"It's easy to understand why Bush was so angry," a former intelligence officer said. "After all, it's hard to engage with a foreign government if they're convinced you're killing their people. Once you start doing that, they feel they can do the same."
A senior administration official vowed to "take the gloves off" with Israel, according to a U.S. intelligence officer. But the United States did nothing -- a result that the officer attributed to "political and bureaucratic inertia."
"In the end," the officer noted, "it was just easier to do nothing than to, you know, rock the boat." Even so, at least for a short time, this same officer noted, the Mossad operation sparked a divisive debate among Bush's national security team, pitting those who wondered "just whose side these guys [in Israel] are on" against those who argued that "the enemy of my enemy is my friend."

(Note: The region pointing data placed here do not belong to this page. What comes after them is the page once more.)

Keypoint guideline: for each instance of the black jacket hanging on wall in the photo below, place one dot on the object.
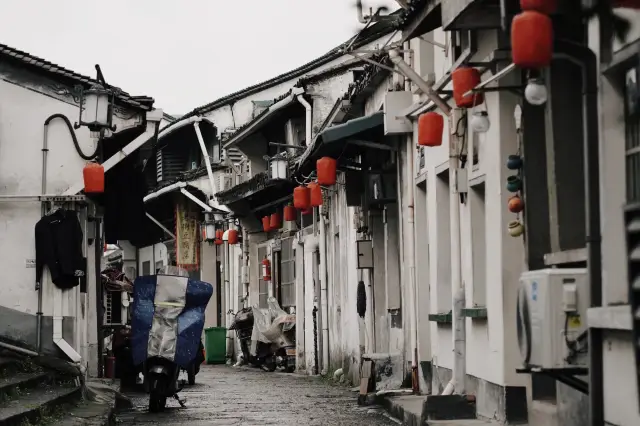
(59, 247)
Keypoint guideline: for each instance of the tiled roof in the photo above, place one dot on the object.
(56, 71)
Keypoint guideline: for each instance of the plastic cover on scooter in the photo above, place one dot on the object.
(270, 324)
(168, 316)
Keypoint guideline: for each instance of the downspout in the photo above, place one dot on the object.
(324, 319)
(308, 118)
(205, 155)
(457, 381)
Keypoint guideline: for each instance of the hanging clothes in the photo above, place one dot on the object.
(59, 247)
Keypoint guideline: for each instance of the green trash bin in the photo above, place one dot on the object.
(215, 345)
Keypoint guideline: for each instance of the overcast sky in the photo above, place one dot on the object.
(184, 53)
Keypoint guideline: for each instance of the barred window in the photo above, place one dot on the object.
(263, 286)
(632, 129)
(287, 280)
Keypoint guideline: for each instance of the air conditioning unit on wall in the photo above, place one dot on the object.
(552, 318)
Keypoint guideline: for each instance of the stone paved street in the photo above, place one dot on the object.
(250, 397)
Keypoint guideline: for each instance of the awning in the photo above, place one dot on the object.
(263, 118)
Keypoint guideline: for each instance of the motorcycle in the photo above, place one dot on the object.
(167, 323)
(266, 336)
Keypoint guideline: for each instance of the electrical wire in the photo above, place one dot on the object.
(74, 137)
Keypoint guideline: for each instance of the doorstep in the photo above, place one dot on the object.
(418, 410)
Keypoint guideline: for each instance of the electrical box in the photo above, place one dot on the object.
(551, 314)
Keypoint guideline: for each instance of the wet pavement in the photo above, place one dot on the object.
(251, 397)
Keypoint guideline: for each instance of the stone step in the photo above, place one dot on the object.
(38, 405)
(11, 386)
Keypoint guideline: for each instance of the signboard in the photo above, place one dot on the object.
(186, 239)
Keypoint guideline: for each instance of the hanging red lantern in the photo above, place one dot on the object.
(531, 40)
(465, 79)
(93, 174)
(326, 170)
(430, 129)
(548, 7)
(266, 224)
(232, 237)
(289, 213)
(301, 197)
(315, 191)
(275, 222)
(266, 270)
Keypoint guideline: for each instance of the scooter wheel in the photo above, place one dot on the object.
(157, 403)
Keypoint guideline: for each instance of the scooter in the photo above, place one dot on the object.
(244, 326)
(165, 341)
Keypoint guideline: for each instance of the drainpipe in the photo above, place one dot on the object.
(457, 382)
(324, 319)
(308, 118)
(205, 155)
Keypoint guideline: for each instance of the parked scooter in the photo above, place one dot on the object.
(163, 304)
(266, 336)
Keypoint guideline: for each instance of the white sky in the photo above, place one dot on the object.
(184, 53)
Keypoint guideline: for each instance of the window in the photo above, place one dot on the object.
(632, 129)
(443, 261)
(263, 286)
(287, 274)
(146, 268)
(478, 243)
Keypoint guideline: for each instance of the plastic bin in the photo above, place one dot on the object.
(215, 343)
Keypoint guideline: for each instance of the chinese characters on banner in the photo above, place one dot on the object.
(186, 239)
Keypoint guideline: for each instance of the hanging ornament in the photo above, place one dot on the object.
(289, 213)
(430, 129)
(548, 7)
(315, 192)
(531, 40)
(301, 197)
(465, 79)
(93, 174)
(275, 222)
(326, 169)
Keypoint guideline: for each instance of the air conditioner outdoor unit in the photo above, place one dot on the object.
(551, 314)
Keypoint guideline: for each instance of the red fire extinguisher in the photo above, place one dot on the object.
(266, 270)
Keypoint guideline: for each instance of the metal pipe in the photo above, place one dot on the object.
(205, 155)
(426, 88)
(18, 349)
(457, 383)
(324, 301)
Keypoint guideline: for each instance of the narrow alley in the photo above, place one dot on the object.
(247, 396)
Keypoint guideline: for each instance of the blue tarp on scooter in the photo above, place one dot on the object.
(168, 318)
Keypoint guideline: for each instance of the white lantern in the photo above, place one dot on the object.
(480, 122)
(96, 108)
(536, 92)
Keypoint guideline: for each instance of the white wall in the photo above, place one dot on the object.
(620, 387)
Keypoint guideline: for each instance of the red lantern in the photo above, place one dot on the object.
(465, 79)
(232, 237)
(266, 270)
(326, 170)
(93, 174)
(430, 129)
(301, 197)
(289, 213)
(316, 194)
(548, 7)
(274, 221)
(531, 40)
(266, 224)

The debate over Jundallah was resolved only after Bush left office when, within his first weeks as president, Barack Obama drastically scaled back joint U.S.-Israel intelligence programs targeting Iran, according to multiple serving and retired officers.

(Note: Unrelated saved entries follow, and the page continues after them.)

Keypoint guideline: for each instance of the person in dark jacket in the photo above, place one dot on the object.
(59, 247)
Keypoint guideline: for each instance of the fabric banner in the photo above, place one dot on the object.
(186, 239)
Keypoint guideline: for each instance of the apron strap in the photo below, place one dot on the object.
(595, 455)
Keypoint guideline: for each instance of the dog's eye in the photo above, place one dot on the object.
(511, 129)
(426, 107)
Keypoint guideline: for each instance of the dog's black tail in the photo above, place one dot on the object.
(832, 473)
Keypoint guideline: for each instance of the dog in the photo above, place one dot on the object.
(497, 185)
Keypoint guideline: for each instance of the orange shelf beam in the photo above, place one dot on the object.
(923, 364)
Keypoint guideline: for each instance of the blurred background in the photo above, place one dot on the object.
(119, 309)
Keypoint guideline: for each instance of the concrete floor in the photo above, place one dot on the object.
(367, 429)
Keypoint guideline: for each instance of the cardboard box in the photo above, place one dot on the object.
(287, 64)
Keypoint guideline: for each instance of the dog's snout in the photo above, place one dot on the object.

The decision was controversial inside the CIA, where officials were forced to shut down "some key intelligence-gathering operations," a recently retired CIA officer confirmed. This action was followed in November 2010 by the State Department's addition of Jundallah to its list of foreign terrorist organizations -- a decision that one former CIA officer called "an absolute no-brainer."
Since Obama's initial order, U.S. intelligence services have received clearance to cooperate with Israel on a number of classified intelligence-gathering operations focused on Iran's nuclear program, according to a currently serving officer. These operations are highly technical in nature and do not involve covert actions targeting Iran's infrastructure or political or military leadership.
"We don't do bang and boom," a recently retired intelligence officer said. "And we don't do political assassinations."
Israel regularly proposes conducting covert operations targeting Iranians, but is just as regularly shut down, according to retired and current intelligence officers. "They come into the room and spread out their plans, and we just shake our heads," one highly placed intelligence source said, "and we say to them -- 'Don't even go there. The answer is no.'"
Unlike the Mujahedin-e Khalq, the controversial exiled Iranian terrorist group that seeks the overthrow of the Tehran regime and is supported by former leading U.S. policymakers, Jundallah is relatively unknown -- but just as violent. In May 2009, a Jundallah suicide bomber blew himself up inside a mosque in Zahedan, the capital of Iran's southeastern Sistan-Baluchistan province bordering Pakistan, during a Shiite religious festival. The bombing killed 25 Iranians and wounded scores of others.
The attack enraged Tehran, which traced the perpetrators to a cell operating in Pakistan. The Iranian government notified the Pakistanis of the Jundallah threat and urged them to break up the movement's bases along the Iranian-Pakistani border. The Pakistanis reacted sluggishly in the border areas, feeding Tehran's suspicions that Jundallah was protected by Pakistan's intelligence services.